Dehors, il faisait un peu plus doux. Quelques gouttes tombaient. Manzano se dépêchait de regagner l’hôtel avant que la pluie ne tombe plus drue. Chemin faisant, il observait les passants qu’il croisait et les gens dans les voitures. Ils ne se doutaient pas encore de ce qui les attendait. Enfin, il atteignit la chaude réception de l’hôtel.
« Pardonnez-moi, ne vous ai-je pas vu tantôt en compagnie de François Bollard ? » fit une voix de femme en anglais.
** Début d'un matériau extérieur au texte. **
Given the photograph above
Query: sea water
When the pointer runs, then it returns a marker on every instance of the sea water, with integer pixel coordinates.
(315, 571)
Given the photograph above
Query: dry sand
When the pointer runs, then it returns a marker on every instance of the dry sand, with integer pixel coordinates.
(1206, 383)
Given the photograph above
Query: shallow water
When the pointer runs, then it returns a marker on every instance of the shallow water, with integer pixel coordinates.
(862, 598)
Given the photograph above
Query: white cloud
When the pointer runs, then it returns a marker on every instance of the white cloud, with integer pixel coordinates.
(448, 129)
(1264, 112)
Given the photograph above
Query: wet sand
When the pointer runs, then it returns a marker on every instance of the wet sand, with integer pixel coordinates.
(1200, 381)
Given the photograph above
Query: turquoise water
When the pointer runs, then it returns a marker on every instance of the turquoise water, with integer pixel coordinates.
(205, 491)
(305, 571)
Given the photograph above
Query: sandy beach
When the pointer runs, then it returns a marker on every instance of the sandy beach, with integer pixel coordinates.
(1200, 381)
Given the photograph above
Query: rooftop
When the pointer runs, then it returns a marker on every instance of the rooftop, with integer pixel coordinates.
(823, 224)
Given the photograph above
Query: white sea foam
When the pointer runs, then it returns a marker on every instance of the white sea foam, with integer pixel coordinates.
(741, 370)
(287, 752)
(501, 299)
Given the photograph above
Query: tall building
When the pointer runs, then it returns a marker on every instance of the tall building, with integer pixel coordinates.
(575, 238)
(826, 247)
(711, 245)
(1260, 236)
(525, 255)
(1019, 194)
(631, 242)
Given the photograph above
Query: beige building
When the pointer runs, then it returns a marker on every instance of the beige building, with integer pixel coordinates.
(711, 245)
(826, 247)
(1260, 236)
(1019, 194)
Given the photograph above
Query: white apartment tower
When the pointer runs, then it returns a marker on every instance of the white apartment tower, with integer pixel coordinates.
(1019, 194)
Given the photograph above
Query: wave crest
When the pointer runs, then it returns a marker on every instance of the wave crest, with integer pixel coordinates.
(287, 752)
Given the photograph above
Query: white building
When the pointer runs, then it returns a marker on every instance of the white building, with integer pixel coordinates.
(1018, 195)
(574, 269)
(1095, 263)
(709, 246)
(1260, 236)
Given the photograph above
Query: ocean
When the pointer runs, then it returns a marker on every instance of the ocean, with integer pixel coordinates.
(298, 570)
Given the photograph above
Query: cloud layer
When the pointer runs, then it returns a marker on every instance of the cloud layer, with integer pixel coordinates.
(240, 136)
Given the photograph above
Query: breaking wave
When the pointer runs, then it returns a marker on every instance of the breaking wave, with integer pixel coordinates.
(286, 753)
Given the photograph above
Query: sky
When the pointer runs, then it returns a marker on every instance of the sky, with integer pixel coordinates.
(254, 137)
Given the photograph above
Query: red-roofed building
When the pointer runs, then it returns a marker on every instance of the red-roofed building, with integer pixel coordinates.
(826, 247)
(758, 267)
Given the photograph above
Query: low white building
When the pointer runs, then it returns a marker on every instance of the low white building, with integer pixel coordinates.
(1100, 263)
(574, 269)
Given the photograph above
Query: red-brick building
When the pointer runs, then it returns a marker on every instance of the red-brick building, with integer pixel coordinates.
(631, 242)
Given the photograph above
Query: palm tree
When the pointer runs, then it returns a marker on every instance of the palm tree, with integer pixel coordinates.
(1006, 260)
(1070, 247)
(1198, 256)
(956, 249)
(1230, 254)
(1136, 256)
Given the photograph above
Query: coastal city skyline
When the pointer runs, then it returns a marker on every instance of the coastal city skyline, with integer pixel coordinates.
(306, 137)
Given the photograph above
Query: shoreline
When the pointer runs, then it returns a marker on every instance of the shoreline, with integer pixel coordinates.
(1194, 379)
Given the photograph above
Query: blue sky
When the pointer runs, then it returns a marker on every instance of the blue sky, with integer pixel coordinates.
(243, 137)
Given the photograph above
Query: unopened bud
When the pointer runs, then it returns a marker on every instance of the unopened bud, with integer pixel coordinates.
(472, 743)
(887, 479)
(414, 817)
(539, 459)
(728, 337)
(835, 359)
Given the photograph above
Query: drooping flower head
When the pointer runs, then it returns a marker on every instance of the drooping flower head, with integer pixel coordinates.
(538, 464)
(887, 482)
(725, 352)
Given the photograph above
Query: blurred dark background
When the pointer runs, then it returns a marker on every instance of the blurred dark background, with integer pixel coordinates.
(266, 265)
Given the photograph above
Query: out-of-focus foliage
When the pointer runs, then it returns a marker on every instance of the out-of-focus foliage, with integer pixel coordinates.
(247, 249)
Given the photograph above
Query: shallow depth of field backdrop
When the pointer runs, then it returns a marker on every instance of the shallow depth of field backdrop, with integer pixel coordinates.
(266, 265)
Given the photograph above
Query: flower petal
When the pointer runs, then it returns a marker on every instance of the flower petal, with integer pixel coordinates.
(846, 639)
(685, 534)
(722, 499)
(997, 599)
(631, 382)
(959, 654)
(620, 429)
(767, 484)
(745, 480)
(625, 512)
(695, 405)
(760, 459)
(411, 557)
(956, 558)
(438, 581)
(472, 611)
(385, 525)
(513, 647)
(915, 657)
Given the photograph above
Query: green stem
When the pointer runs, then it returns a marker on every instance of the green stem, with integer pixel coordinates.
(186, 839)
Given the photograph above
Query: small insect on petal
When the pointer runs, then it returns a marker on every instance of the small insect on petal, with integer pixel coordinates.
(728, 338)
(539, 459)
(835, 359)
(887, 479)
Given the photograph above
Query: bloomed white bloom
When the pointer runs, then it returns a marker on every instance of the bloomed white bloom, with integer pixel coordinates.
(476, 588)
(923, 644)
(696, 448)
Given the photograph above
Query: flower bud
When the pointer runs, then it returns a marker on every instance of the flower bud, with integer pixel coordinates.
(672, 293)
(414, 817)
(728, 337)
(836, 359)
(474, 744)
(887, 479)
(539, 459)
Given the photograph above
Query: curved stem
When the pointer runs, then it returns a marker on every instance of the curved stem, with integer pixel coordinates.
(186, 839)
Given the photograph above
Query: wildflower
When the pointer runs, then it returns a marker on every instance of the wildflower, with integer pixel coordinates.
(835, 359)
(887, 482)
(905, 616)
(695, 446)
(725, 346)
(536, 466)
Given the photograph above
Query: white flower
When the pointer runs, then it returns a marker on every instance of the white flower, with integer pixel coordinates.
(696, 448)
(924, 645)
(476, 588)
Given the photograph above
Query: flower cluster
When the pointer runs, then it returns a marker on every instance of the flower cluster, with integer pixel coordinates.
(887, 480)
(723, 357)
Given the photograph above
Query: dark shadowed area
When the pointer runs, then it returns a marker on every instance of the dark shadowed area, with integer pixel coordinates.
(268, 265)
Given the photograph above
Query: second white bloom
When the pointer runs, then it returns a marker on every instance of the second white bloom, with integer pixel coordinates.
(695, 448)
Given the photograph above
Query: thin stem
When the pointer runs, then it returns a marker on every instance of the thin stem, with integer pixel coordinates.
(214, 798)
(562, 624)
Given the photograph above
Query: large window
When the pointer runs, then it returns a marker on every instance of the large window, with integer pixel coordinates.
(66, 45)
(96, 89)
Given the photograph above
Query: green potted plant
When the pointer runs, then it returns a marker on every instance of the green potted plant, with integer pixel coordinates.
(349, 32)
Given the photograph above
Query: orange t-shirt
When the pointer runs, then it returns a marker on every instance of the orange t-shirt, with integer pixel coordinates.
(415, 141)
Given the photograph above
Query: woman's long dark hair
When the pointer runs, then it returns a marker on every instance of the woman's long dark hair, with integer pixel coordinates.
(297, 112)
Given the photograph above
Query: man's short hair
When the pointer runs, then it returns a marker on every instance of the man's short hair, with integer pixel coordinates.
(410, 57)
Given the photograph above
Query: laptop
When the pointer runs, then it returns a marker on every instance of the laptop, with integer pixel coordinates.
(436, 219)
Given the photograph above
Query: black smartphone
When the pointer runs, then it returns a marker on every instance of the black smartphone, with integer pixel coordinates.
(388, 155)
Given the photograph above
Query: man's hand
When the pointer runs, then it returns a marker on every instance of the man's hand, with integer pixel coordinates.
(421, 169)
Derrière lui, une jeune femme, chaudement emmitouflée dans une doudoune, avec un petit sac marin. Hormis eux et le concierge, personne. Il lui sembla connaître ce visage.
« Oui. Vous êtes celle qui se trouvait à l’accueil d’Europol, dit-il, en anglais également.
— Je suis la voisine des beaux-parents de Bollard à Paris. » À son accent, Manzano devina qu’elle venait des États-Unis.
« Que faites-vous ici ?
— C’est un hôtel. Je cherche une chambre.
— Je crains que ce ne soit complet.
— Et vous, que faites-vous ici ? Vous n’êtes pas d’Europol ? Pourquoi êtes-vous ici ?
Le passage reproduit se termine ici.